The architecture has the following components:

  • Oracle Integration

    Oracle Integration is a fully managed service and low-code enterprise connectivity, extension and automation platform for quickly modernizing applications, business processes, APIs, and data. Developers and cloud architects can connect SaaS and on-premises applications six times faster with a visual development experience, prebuilt integrations, and embedded best practices. Oracle Integration gives you native access to events in Oracle Cloud ERP, HCM, and CX. Connect app-specific analytic silos to simplify requisition-to-receipt, recruit-to-pay, lead-to-invoice, and other critical processes. Finally, give your IT and business leaders end-to-end visibility.

  • OCI Generative AI

    Oracle Cloud Infrastructure (OCI) Generative AI is a fully managed service available via an API to seamlessly integrate these versatile language models into a wide range of use cases, including writing assistance, summarization, and chat. The OCI Generative AI service includes the following foundational models:

    • Generation: Give instructions to generate text or extract information from your text.
    • Summarization: Summarize text with your instructed format, length, and tone.
    • Embedding: Convert text to vector embeddings to use in applications for semantic searches, text classification, or text clustering.
  • OCI Document Understanding

    OCI Document Understanding is an AI service that enables developers to extract text, tables, and other key data from document files through APIs and command line interface tools. With OCI Document Understanding, you can automate tedious business processing tasks with prebuilt AI models and customize document extraction to fit your industry-specific needs.
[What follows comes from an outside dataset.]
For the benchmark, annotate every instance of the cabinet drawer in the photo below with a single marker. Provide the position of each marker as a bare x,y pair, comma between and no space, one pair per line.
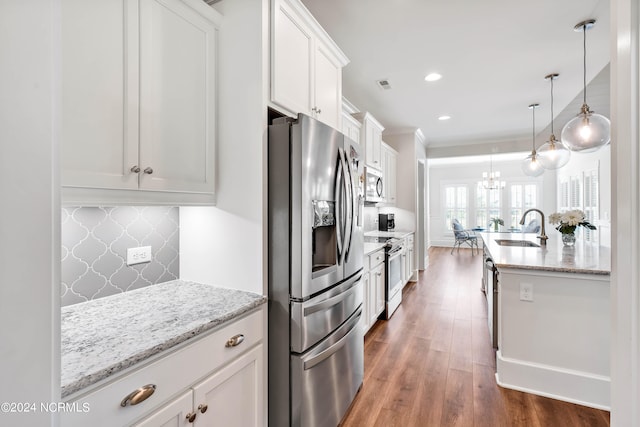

  • Oracle Cloud Infrastructure Language

    OCI Language is a serverless and multi-tenant service that is accessible using REST API calls. It provides pre-trained models that are frequently retrained and monitored to give you the best results. Language provides you with artificial intelligence and machine learning capabilities to detect the language in your unstructured text. Also, it provides other tools to help you further gain insights into your text.

  • OCI Vision

    OCI Vision is an AI service for performing deep-learning–based image analysis at scale. With prebuilt models available out-of-the-box, developers can easily build image recognition and text recognition into their applications without machine learning (ML) expertise. For industry-specific use cases, developers can automatically train custom Vision models with their own data. These models can be used to detect visual anomalies in manufacturing, extract text from documents to automate business workflows, and tag items in images to count products or shipments. In addition to gaining access to pre-trained models, developers can create custom models without data science expertise or managing custom model infrastructure.

  • Object storage

    Object storage provides quick access to large amounts of structured and unstructured data of any content type, including database backups, analytic data, and rich content such as images and videos. You can safely and securely store and then retrieve data directly from the internet or from within the cloud platform. You can seamlessly scale storage without experiencing any degradation in performance or service reliability. Use standard storage for "hot" storage that you need to access quickly, immediately, and frequently. Use archive storage for "cold" storage that you retain for long periods of time and seldom or rarely access.

  • Data Science

    Oracle Cloud Infrastructure Data Science is a fully managed, serverless platform that data science teams can use to build, train, and manage machine learning (ML) models on Oracle Cloud Infrastructure (OCI). It can easily integrate with other OCI services such as Oracle Autonomous Data Warehouse, Oracle Cloud Infrastructure Object Storage, and more. You can build and evaluate high-quality machine learning models that increase business flexibility by putting enterprise-trusted data to work quickly, and you can support data-driven business objectives with easier deployment of ML models.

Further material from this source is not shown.